Algorithms and bounds for sensing capacity and compressed sensing with applications to learning graphical models

We consider the problem of recovering sparse phenomena from projections of noisy data, a topic of interest in compressed sensing. We describe the problem in terms of sensing capacity, which we define as the supremum of the ratio of the number of signal dimensions that can be identified per projection. This notion quantifies minimum number of observations required to estimate a signal as a function of sensing channel, SNR, sensed environment(sparsity) as well as desired distortion up to which the sensed phenomena must be reconstructed. We first present bounds for two different sensing channels: (A) i.i.d. Gaussian observations (B) Correlated observations. We then extend the results derived for the correlated case to the problem of learning sparse graphical models. We then present convex programming methods for the different distortions for the correlated case. We then comment on the differences between the achievable bounds and the performance of convex programming methods.

Outlier detection via localized p-value estimation

We propose a novel non-parametric adaptive outlier detection algorithm, called LPE, for high dimensional data based on score functions derived from nearest neighbor graphs on n-point nominal data. Outliers are predicted whenever the score of a test sample falls below α, which is supposed to be the desired false alarm level. The resulting outlier detector is shown to be asymptotically optimal in that it is uniformly most powerful for the specified false alarm level, α, for the case when the density associated with the outliers is a mixture of the nominal and a known density. Our algorithm is computationally efficient, being linear in dimension and quadratic in data size.
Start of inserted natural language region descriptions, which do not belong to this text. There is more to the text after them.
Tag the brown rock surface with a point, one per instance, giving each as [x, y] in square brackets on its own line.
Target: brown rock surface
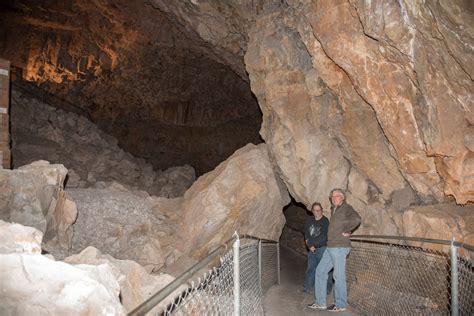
[242, 194]
[163, 93]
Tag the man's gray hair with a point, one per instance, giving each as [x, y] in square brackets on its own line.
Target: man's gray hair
[341, 191]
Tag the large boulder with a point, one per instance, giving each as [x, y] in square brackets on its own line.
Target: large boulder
[33, 195]
[33, 284]
[242, 194]
[16, 238]
[121, 223]
[136, 285]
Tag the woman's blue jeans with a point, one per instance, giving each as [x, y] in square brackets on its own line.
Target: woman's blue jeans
[332, 258]
[313, 260]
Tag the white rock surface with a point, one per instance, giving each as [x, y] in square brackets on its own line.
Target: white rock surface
[242, 194]
[16, 238]
[31, 284]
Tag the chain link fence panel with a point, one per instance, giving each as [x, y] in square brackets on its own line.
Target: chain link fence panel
[393, 279]
[213, 293]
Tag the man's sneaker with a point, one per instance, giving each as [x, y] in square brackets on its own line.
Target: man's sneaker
[334, 308]
[316, 306]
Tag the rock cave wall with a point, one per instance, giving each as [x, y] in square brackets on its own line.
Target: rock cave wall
[161, 92]
[372, 97]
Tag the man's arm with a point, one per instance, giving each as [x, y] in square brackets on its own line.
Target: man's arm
[353, 220]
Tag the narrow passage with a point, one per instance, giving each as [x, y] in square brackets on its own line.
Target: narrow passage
[286, 299]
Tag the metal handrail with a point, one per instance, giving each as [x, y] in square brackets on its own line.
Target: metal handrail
[418, 239]
[156, 298]
[454, 245]
[151, 302]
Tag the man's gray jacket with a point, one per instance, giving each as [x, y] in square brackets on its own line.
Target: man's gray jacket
[344, 219]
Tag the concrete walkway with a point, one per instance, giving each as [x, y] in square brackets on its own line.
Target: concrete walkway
[286, 299]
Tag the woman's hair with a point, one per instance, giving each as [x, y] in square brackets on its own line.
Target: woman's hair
[316, 204]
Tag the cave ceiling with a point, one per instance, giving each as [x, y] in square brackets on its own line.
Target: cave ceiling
[141, 72]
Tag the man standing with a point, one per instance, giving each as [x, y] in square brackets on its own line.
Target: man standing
[315, 237]
[344, 220]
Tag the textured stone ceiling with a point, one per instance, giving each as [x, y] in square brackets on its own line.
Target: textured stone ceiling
[374, 97]
[143, 78]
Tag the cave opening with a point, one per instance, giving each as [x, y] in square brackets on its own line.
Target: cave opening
[138, 75]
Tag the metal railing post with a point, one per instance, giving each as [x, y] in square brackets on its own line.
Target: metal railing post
[278, 262]
[454, 280]
[260, 263]
[236, 249]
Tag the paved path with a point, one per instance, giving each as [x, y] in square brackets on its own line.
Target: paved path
[285, 299]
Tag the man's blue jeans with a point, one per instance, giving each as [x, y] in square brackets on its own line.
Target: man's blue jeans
[332, 258]
[313, 260]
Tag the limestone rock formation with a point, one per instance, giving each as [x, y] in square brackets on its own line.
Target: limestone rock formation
[136, 285]
[89, 154]
[344, 91]
[33, 196]
[242, 194]
[163, 93]
[32, 284]
[440, 221]
[16, 238]
[120, 223]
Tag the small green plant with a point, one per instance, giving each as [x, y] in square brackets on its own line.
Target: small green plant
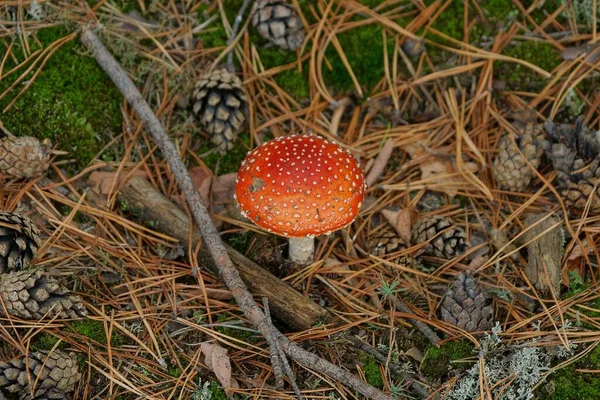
[371, 370]
[47, 341]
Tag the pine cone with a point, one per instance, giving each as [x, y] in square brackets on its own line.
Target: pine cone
[446, 240]
[510, 168]
[221, 106]
[278, 22]
[19, 241]
[575, 155]
[467, 304]
[24, 157]
[41, 375]
[31, 295]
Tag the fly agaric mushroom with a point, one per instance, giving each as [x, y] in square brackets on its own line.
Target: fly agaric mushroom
[300, 187]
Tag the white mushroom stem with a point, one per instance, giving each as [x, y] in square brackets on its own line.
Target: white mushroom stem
[302, 250]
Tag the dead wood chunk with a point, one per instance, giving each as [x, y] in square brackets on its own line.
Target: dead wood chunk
[31, 295]
[220, 105]
[19, 241]
[278, 22]
[40, 375]
[24, 157]
[467, 304]
[544, 253]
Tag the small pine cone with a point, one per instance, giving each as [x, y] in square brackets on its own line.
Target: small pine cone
[24, 157]
[278, 22]
[575, 155]
[467, 304]
[41, 375]
[385, 242]
[31, 295]
[19, 241]
[510, 168]
[446, 240]
[219, 103]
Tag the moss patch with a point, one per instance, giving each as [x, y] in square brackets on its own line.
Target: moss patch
[46, 341]
[363, 48]
[572, 385]
[371, 370]
[95, 331]
[437, 361]
[72, 101]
The whole empirical Receiving Operating Characteristics (ROC) curve can be derived with almost no additional cost based on the estimated score function. It does not require choosing complicated tuning parameters or function approximation classes and it can adapt to local structure such as local change in dimensionality by incorporating the technique of manifold learning. We demonstrate the algorithm on both artificial and real data sets in high dimensional feature spaces.

Compressed sensing of autoregressive processes

Suppose the signal x ∈ Rn is realized by driving a d-sparse signal z ∈ Rn through an arbitrary unknown stable discrete-linear time invariant system H, namely, x(t) = (h * z)(t), where h(·) is the impulse response of the operator H. Is x(·) compressible in the conventional sense of compressed sensing? Namely, can x(t) be reconstructed from sparse set of measurements. For the case when the unknown system H is auto-regressive (i.e. all pole) of a known order it turns out that x can indeed be reconstructed from O(k log(n)) measurements. The main idea is to pass x through a linear time invariant system G and collect O(k log(n)) sequential measurements. The filter G is chosen suitably, namely, its associated Toeplitz matrix satisfies the RIP property. We develop a novel LP optimization algorithm and show that both the unknown filter H and the sparse input z can be reliably estimated. These types of processes arise naturally in Reflection Seismology.
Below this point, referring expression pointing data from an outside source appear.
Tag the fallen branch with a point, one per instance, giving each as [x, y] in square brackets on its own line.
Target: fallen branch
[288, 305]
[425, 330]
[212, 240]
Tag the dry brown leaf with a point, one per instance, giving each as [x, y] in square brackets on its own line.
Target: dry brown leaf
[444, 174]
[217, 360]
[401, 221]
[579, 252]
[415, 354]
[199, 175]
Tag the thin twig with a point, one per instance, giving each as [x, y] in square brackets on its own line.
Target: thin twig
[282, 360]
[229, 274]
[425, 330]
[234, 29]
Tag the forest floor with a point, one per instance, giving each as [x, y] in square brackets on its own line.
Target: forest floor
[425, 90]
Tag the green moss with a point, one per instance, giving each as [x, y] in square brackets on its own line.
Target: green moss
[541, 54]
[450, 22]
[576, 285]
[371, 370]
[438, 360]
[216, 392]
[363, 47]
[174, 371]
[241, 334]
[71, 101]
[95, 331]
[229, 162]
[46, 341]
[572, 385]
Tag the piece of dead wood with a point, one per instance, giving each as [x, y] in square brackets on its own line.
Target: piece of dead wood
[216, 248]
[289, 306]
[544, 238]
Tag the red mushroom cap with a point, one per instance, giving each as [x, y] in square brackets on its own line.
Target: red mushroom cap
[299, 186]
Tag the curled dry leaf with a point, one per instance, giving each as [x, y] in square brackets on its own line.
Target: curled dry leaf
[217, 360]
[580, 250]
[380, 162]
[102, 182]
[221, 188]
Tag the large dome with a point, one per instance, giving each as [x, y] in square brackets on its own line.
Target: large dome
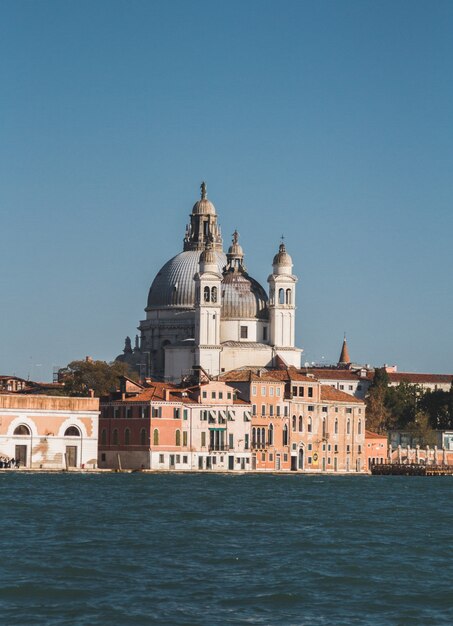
[243, 297]
[174, 285]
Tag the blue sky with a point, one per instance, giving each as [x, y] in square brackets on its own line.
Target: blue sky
[329, 122]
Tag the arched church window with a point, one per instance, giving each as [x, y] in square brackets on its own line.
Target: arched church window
[285, 435]
[22, 430]
[271, 435]
[72, 431]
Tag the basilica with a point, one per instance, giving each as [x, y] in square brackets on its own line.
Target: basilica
[205, 312]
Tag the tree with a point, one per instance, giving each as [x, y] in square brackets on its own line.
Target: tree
[377, 414]
[82, 376]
Noisy filtered sparse processes: Reconstruction and compression

In this paper we consider estimation and compression of filtered sparse processes. Specifically, the filtered sparse process is a signal x ∈ ℝn obtained by driving a k-sparse signal u ∈ ℝn through an arbitrary unknown stable discrete-linear time invariant system H of a known order. The signal x(t) is measured noisily. We consider estimation of x(t) from noisy measurements. We also consider compression of x(t) by means of random projections analogous to compressed sensing. For different cases including AR and MA systems we show that x can indeed be reconstructed from O(k log(n)) measurements. We develop a novel LP optimization algorithm and show that both the unknown filter H and the sparse input u can be reliably estimated.